Influences of an entrainment–mixing parameterization on numerical simulations of cumulus and stratocumulus clouds

Abstract

Abstract. Different entrainment–mixing processes can occur in clouds; however, a homogeneous mixing mechanism is often implicitly assumed in most commonly used microphysics schemes. Here, we first present a new entrainment–mixing parameterization that uses the grid mean relative humidity without requiring the relative humidity of the entrained air. Then, the parameterization is implemented in a microphysics scheme in a large eddy simulation model, and sensitivity experiments are conducted to compare the new parameterization with the default homogeneous entrainment–mixing parameterization. The results indicate that the new entrainment–mixing parameterization has a larger impact on the number concentration, volume mean radius, and cloud optical depth in the stratocumulus case than in the cumulus case. This is because inhomogeneous and homogeneous mixing mechanisms dominate in the stratocumulus and cumulus cases, respectively, which is mainly due to the larger turbulence dissipation rate in the cumulus case. Because stratocumulus clouds break up during the dissipation stage to form cumulus clouds, the effects of this new entrainment–mixing parameterization during the stratocumulus dissipation stage are between those during the stratocumulus mature stage and the cumulus case.

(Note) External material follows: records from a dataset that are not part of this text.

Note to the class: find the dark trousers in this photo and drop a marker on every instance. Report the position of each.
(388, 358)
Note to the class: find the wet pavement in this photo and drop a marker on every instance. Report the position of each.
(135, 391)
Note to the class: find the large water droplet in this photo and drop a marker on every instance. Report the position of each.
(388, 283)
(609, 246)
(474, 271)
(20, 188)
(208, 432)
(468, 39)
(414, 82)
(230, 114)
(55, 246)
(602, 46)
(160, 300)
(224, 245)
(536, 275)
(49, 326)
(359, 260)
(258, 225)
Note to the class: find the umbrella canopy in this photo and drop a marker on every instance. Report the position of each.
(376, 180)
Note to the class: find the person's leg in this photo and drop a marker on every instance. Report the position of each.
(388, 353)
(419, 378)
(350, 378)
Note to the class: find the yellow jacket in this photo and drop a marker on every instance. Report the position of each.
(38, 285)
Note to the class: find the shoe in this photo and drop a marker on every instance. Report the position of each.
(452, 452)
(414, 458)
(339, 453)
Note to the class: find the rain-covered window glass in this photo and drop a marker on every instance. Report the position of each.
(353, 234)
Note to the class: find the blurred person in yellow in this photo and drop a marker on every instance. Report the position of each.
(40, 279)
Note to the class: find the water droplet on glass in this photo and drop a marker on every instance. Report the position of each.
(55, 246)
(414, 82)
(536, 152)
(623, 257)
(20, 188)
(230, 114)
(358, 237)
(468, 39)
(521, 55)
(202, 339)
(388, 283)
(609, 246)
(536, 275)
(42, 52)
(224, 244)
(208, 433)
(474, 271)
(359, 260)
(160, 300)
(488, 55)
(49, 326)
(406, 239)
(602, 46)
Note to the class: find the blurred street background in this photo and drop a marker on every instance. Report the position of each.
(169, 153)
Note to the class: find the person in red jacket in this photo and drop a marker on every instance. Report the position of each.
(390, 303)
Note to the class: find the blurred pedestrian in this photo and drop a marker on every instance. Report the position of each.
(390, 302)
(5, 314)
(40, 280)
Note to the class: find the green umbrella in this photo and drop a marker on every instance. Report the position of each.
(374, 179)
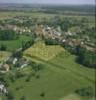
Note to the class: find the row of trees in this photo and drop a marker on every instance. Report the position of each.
(86, 57)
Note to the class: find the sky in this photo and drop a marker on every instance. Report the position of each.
(50, 1)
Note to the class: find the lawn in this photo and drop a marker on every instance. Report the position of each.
(15, 44)
(58, 80)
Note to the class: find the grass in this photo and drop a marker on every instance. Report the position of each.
(15, 44)
(4, 55)
(59, 78)
(42, 51)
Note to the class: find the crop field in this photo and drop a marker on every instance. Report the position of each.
(58, 80)
(40, 50)
(15, 44)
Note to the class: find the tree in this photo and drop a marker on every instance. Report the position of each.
(3, 47)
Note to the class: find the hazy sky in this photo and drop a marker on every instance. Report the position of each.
(50, 1)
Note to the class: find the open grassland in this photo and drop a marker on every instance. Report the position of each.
(40, 50)
(58, 80)
(4, 55)
(15, 44)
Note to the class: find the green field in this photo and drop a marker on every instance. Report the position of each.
(15, 44)
(59, 79)
(42, 51)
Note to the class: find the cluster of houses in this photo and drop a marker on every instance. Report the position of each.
(3, 89)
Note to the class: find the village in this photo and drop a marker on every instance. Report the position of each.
(43, 31)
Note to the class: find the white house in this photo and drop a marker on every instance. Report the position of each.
(3, 89)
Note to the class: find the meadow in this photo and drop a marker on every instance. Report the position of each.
(15, 44)
(58, 80)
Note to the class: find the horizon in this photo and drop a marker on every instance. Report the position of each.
(50, 2)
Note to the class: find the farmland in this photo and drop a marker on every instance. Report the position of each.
(59, 78)
(53, 55)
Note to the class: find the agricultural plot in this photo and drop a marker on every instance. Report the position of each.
(40, 50)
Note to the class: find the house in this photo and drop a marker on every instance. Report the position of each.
(6, 67)
(15, 60)
(3, 89)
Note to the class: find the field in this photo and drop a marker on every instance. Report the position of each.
(58, 80)
(40, 50)
(15, 44)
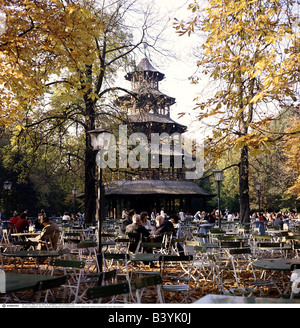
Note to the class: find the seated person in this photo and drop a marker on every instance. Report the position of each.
(136, 227)
(13, 221)
(162, 226)
(50, 228)
(22, 223)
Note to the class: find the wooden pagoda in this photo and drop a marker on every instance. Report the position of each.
(148, 111)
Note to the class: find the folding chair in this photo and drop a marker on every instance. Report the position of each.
(87, 251)
(5, 240)
(295, 280)
(176, 262)
(135, 240)
(201, 267)
(140, 284)
(74, 270)
(109, 291)
(48, 285)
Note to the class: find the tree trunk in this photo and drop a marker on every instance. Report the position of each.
(90, 156)
(90, 187)
(244, 185)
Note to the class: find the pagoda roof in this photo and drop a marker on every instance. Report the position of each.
(146, 67)
(145, 117)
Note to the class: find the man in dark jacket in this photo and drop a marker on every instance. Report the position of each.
(127, 221)
(136, 228)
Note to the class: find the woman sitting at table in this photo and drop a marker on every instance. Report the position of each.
(50, 229)
(136, 227)
(22, 223)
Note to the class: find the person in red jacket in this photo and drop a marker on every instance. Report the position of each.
(13, 221)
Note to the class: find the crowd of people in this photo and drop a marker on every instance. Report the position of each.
(20, 223)
(141, 224)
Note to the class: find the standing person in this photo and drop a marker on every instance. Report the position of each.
(50, 229)
(136, 227)
(181, 215)
(124, 214)
(177, 232)
(128, 220)
(22, 224)
(162, 226)
(279, 221)
(38, 223)
(66, 217)
(13, 221)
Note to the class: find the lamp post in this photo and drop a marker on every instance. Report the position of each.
(257, 187)
(7, 186)
(218, 175)
(100, 140)
(74, 192)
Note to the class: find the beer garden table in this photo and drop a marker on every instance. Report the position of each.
(18, 282)
(272, 266)
(30, 253)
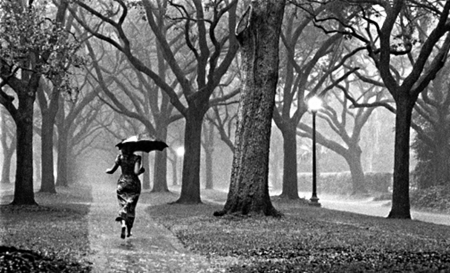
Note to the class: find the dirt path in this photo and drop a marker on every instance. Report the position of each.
(152, 248)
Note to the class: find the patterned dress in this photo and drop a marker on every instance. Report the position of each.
(128, 188)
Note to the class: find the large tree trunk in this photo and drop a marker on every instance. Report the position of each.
(258, 33)
(356, 171)
(190, 185)
(6, 168)
(8, 152)
(290, 184)
(48, 178)
(400, 196)
(160, 172)
(23, 190)
(146, 177)
(62, 165)
(209, 150)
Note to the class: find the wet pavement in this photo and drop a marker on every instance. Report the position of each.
(367, 206)
(152, 248)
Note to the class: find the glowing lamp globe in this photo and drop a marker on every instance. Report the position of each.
(315, 104)
(180, 151)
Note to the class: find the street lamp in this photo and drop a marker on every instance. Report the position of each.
(314, 105)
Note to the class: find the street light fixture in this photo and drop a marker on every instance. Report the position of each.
(314, 105)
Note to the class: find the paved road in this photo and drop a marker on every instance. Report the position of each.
(152, 248)
(376, 208)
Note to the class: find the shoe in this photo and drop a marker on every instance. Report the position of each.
(122, 233)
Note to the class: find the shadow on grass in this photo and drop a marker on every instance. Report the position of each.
(50, 237)
(307, 239)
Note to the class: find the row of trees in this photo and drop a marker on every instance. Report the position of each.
(156, 62)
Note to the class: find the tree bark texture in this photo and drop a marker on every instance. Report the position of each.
(354, 163)
(258, 33)
(62, 164)
(48, 178)
(23, 190)
(190, 185)
(290, 181)
(400, 195)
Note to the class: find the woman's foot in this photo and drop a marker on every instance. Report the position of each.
(129, 231)
(122, 233)
(124, 227)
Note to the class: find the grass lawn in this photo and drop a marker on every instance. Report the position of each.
(306, 239)
(51, 237)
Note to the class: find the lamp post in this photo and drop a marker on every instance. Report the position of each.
(314, 105)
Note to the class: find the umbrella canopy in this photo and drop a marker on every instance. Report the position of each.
(142, 143)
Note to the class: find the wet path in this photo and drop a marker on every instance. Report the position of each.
(152, 248)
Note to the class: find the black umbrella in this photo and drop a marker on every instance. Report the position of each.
(142, 143)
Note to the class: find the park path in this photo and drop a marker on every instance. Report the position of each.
(152, 248)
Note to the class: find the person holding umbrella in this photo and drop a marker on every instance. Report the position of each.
(129, 185)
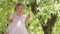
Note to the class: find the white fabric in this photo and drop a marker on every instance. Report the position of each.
(18, 25)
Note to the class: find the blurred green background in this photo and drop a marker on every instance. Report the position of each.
(44, 7)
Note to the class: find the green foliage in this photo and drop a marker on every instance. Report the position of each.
(45, 7)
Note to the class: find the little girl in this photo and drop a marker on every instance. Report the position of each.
(17, 23)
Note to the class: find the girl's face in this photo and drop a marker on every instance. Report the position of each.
(19, 9)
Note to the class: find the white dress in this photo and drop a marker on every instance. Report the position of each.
(18, 25)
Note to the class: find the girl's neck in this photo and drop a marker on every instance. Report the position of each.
(19, 14)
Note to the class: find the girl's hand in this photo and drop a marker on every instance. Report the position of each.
(8, 19)
(27, 18)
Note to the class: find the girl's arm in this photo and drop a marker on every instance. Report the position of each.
(8, 19)
(27, 18)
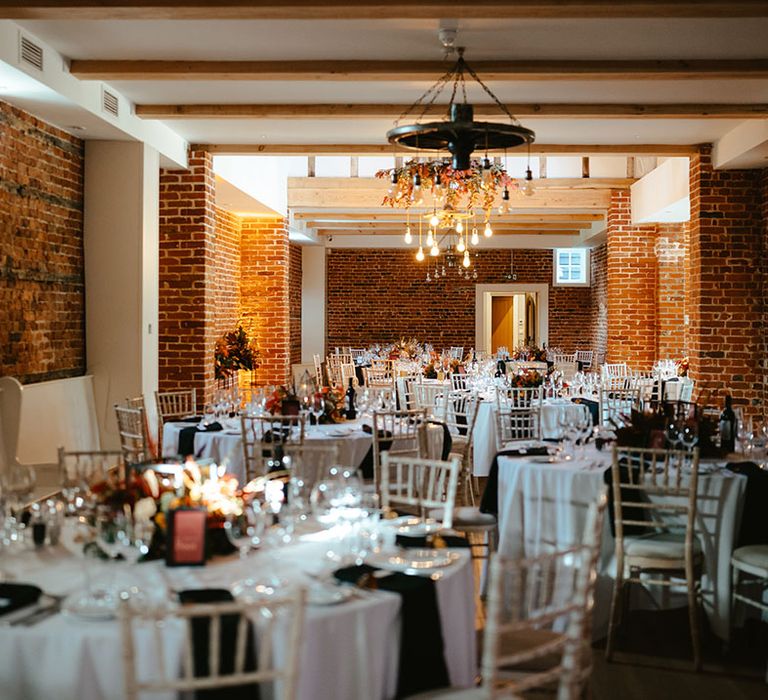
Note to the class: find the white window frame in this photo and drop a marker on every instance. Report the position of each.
(585, 264)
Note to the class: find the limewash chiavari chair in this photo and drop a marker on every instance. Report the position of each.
(263, 434)
(663, 484)
(134, 439)
(420, 484)
(518, 414)
(401, 433)
(276, 623)
(174, 404)
(585, 357)
(538, 629)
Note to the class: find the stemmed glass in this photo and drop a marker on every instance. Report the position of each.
(245, 530)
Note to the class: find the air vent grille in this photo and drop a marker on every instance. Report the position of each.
(110, 103)
(30, 54)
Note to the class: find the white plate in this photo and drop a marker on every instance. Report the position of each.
(328, 594)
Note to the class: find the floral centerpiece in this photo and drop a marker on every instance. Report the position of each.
(529, 353)
(234, 351)
(527, 379)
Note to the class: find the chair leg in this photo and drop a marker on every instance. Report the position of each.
(617, 603)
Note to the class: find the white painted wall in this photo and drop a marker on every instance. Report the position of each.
(663, 194)
(312, 303)
(121, 274)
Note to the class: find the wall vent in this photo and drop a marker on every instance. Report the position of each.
(110, 103)
(30, 54)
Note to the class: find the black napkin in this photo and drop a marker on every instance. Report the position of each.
(187, 438)
(201, 641)
(490, 501)
(422, 542)
(593, 406)
(754, 520)
(14, 596)
(422, 661)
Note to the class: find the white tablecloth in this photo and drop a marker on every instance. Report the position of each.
(543, 504)
(485, 444)
(225, 447)
(349, 651)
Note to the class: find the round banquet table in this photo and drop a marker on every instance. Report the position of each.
(348, 651)
(485, 443)
(546, 503)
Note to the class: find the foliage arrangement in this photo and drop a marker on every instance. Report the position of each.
(234, 351)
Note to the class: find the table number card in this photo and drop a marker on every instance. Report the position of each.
(186, 537)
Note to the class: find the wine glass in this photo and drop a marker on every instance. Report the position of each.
(245, 530)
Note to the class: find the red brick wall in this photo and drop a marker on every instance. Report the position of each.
(227, 272)
(377, 296)
(631, 287)
(598, 267)
(726, 297)
(187, 297)
(264, 294)
(294, 301)
(42, 322)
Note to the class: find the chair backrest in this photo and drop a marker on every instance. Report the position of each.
(585, 357)
(397, 432)
(421, 484)
(266, 435)
(176, 404)
(132, 428)
(518, 414)
(662, 484)
(553, 591)
(230, 630)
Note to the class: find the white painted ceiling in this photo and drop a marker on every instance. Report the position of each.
(417, 39)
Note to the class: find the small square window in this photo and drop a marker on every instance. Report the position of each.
(571, 266)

A large aerosol concentration can enhance the effects of this new entrainment–mixing parameterization by decreasing the cloud droplet size and evaporation timescale. The results of this new entrainment–mixing parameterization with grid mean relative humidity are validated by the use of a different entrainment–mixing parameterization that uses parameterized entrained air properties. This study sheds new light on the improvement of entrainment–mixing parameterizations in models.